If the government is to move away from this anaemic form of politics, it needs to recalibrate the balance between listening and leading. It must recognise that listening to voters does not necessitate knee-jerk responsiveness. Opinion polls are problematic because they do not reflect peoples considered opinions, and are by their nature framed to collect individualised responses. There are alternative forms of consultation that allow scope for reflection and for collective decision-making.
Many local governments have pioneered innovative ways to consult citizens, demonstrating the potential for consultation to empower rather than alienate participants. When well designed, it is possible to use consultation as the basis for considered responses that can be fed into policy-making much more effectively than impressionistic answers to polling questionnaires.
A case-study of consultation in Eugene, Oregon, for example, showed that voters would opt for a free-lunch (better public services and lower taxes) if that was on offer, but if provided with information about the need for budgetary trade-offs, they would reach a consensus on either service reductions or tax increases. In addition to information, empowerment requires transparency and feedback, so that participants are aware of the impact that their contribution has had. Bad experiences of consultation will only deepen feelings of cynicism.

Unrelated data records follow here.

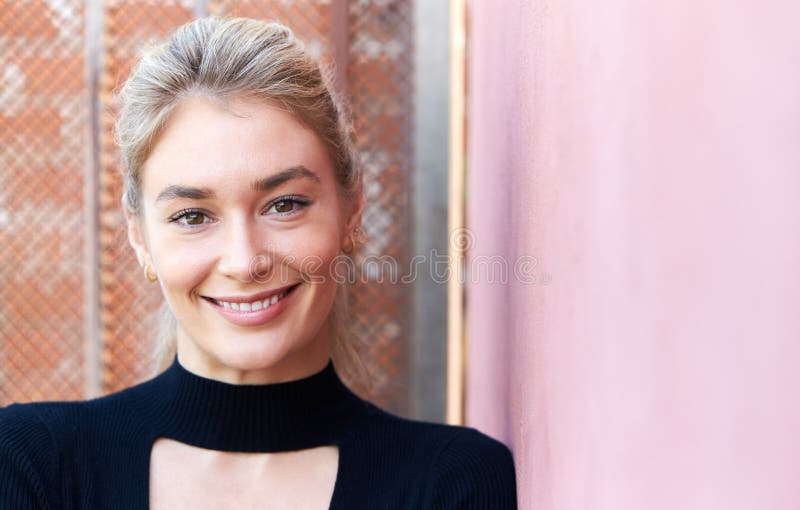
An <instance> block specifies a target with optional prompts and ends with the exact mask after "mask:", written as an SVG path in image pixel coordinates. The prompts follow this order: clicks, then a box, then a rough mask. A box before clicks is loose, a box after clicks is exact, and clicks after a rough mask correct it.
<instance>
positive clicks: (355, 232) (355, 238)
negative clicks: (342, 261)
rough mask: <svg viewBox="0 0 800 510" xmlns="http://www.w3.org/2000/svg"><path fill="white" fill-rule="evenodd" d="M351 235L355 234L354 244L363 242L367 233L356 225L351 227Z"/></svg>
mask: <svg viewBox="0 0 800 510" xmlns="http://www.w3.org/2000/svg"><path fill="white" fill-rule="evenodd" d="M353 235H355V242H354V244H364V243H366V242H367V234H366V233H365V232H364V230H363V229H362V228H361V227H356V228H354V229H353Z"/></svg>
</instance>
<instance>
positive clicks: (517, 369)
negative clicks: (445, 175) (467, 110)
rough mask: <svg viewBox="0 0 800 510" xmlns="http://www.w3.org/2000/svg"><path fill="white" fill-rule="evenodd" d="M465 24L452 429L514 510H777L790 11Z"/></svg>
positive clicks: (788, 315) (788, 468) (799, 420)
mask: <svg viewBox="0 0 800 510" xmlns="http://www.w3.org/2000/svg"><path fill="white" fill-rule="evenodd" d="M469 7H470V25H469V29H470V34H469V51H470V59H469V77H468V88H469V113H470V119H469V135H468V147H469V154H468V173H469V180H468V186H469V189H468V226H469V228H470V229H471V231H472V234H473V236H474V246H473V248H472V249H471V250H470V252H469V259H468V262H469V261H475V260H477V259H476V257H479V256H481V255H500V256H502V257H503V258H504V259H505V260H506V262H507V264H508V268H509V270H510V274H509V281H508V282H507V283H506V284H497V283H495V284H490V283H488V282H487V281H486V279H485V278H483V279H482V281H480V282H472V283H470V284H469V285H468V296H467V304H468V344H469V346H468V372H467V373H468V379H469V380H468V384H467V395H468V401H467V422H468V424H470V425H473V426H476V427H478V428H480V429H482V430H485V431H487V432H489V433H491V434H493V435H495V436H497V437H499V438H501V439H503V440H505V441H506V442H507V443H508V444H509V445H510V446H511V447H512V449H513V451H514V454H515V459H516V463H517V469H518V480H519V498H520V508H525V509H536V510H551V509H552V510H555V509H557V510H571V509H576V510H577V509H580V510H584V509H587V508H591V509H593V510H604V509H608V510H611V509H613V510H626V509H630V510H633V509H637V510H638V509H642V508H648V509H675V508H681V509H698V510H699V509H712V508H713V509H717V508H719V509H723V508H724V509H752V508H770V509H774V510H781V509H786V510H788V509H790V508H796V505H797V501H800V485H798V484H797V483H796V475H797V473H798V472H800V439H798V434H797V430H798V425H800V399H799V398H798V397H797V395H798V392H797V388H798V387H800V371H798V370H797V368H796V367H797V366H798V362H800V342H798V338H800V314H798V313H797V310H796V308H797V304H798V303H800V264H799V262H800V143H798V140H800V65H798V62H800V33H799V32H797V30H796V22H797V20H798V19H800V7H798V6H797V4H796V3H791V2H788V1H786V2H776V1H773V2H723V1H713V0H700V1H694V2H688V1H677V2H648V3H646V4H644V3H641V2H635V1H633V0H610V1H607V2H590V1H588V0H562V1H558V2H554V1H550V0H542V1H535V2H530V1H526V0H517V1H505V2H501V3H490V2H479V1H472V2H471V3H470V5H469ZM526 255H528V256H532V257H535V258H536V262H537V263H538V264H537V265H535V266H533V264H529V266H528V267H529V268H531V267H533V271H532V272H531V274H530V276H531V277H533V278H534V279H535V281H534V283H523V282H521V281H520V277H519V276H520V275H516V277H515V275H514V274H513V263H514V262H515V261H517V260H519V258H520V257H522V256H526ZM529 262H530V261H529ZM548 278H549V280H548Z"/></svg>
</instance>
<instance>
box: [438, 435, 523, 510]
mask: <svg viewBox="0 0 800 510" xmlns="http://www.w3.org/2000/svg"><path fill="white" fill-rule="evenodd" d="M449 436H450V437H449V439H448V440H447V442H446V443H445V444H444V445H443V446H442V447H441V448H440V449H439V451H438V453H437V455H436V458H435V459H434V462H433V464H432V468H431V475H430V484H429V491H428V500H429V501H430V505H429V507H430V508H442V509H444V508H470V509H473V508H474V509H478V508H492V509H497V510H501V509H515V508H517V495H516V471H515V468H514V458H513V455H512V454H511V450H509V448H508V447H507V446H506V445H505V444H503V443H501V442H500V441H498V440H496V439H494V438H492V437H490V436H488V435H486V434H484V433H482V432H480V431H478V430H476V429H474V428H472V427H455V426H453V427H451V432H450V434H449Z"/></svg>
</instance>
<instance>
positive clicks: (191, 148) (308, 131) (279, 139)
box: [142, 97, 333, 195]
mask: <svg viewBox="0 0 800 510" xmlns="http://www.w3.org/2000/svg"><path fill="white" fill-rule="evenodd" d="M298 166H302V167H306V168H309V169H312V170H313V171H314V172H315V173H316V174H318V175H319V177H320V179H321V182H322V183H326V182H327V181H331V182H332V180H333V168H332V164H331V162H330V157H329V155H328V153H327V150H326V147H325V145H324V144H323V143H322V141H321V140H320V139H319V137H318V136H317V135H316V134H315V133H314V131H312V130H311V129H309V128H307V127H305V126H304V125H303V124H301V123H300V122H299V121H297V120H296V119H295V117H294V116H293V115H291V114H290V113H288V112H286V111H284V110H281V109H280V108H278V107H277V106H275V105H271V104H267V103H264V102H257V101H254V100H250V99H243V98H237V99H232V100H229V101H228V102H226V103H225V105H221V104H218V103H217V102H214V101H212V100H210V99H208V98H204V97H192V98H188V99H186V100H184V101H182V102H181V103H180V104H179V105H178V106H177V107H176V109H175V110H174V111H173V112H172V113H171V115H170V118H169V120H168V121H167V124H166V126H165V127H164V129H163V130H162V132H161V134H160V136H159V137H158V140H157V141H156V145H155V147H154V148H153V150H152V151H151V153H150V156H149V157H148V159H147V161H146V163H145V165H144V168H143V175H142V186H143V188H144V192H145V194H146V195H151V194H153V193H158V190H160V189H161V188H163V187H164V186H168V185H175V184H178V185H198V186H205V187H211V188H217V187H223V188H226V187H227V188H237V187H248V186H249V185H250V183H251V182H252V181H253V180H255V179H259V178H264V177H267V176H268V175H270V174H274V173H278V172H280V171H283V170H286V169H287V168H292V167H298Z"/></svg>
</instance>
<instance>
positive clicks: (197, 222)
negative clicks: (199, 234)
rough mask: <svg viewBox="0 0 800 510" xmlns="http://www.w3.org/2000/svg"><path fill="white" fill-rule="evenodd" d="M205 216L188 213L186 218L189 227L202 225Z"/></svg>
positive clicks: (201, 214)
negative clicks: (189, 225)
mask: <svg viewBox="0 0 800 510" xmlns="http://www.w3.org/2000/svg"><path fill="white" fill-rule="evenodd" d="M204 217H205V215H204V214H203V213H198V212H187V213H186V215H185V216H184V219H185V221H186V224H187V225H202V224H203V218H204Z"/></svg>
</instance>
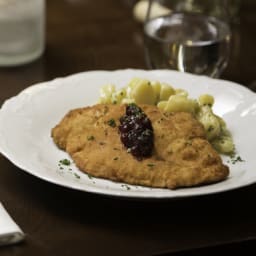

This is one approach to the issue of listening. Another is to use local politicians and MPs as a channel of communication from voters to government rather than, as is too often the case, making them mouthpieces from party and government to voters.
Alongside listening, the issue of leadership also needs to be addressed. Politicians need to have more faith in the electorates willingness to endorse strong leadership. Margaret Thatcher is mentioned by several of the Worcester interviewees, reflecting a nostalgic hankering for what was perceived as her conviction politics. As Diana Brooks puts it, I admired Mrs Thatcher for her strength and her clarity of purpose, because she seemed to be well established and she knew where she was going. Ten years after her fall from power, politicians should not be allowing Thatcher to monopolise peoples perceptions of strong leadership.
The interviews with Worcester women may make depressing reading for politicians. They offer a consistent pattern of disillusionment, and in all likelihood this is not a feeling experienced only by the women of Worcester. Yet politicians should take solace from the fact that the interviewees issue a common set of demands. With slight variation, they all want the same things from politics. It is not an easy fix. Empowering voters whilst providing leadership is a difficult balancing act. But the reward for the politicians who manage to do so may be the restoration of popular faith in politics.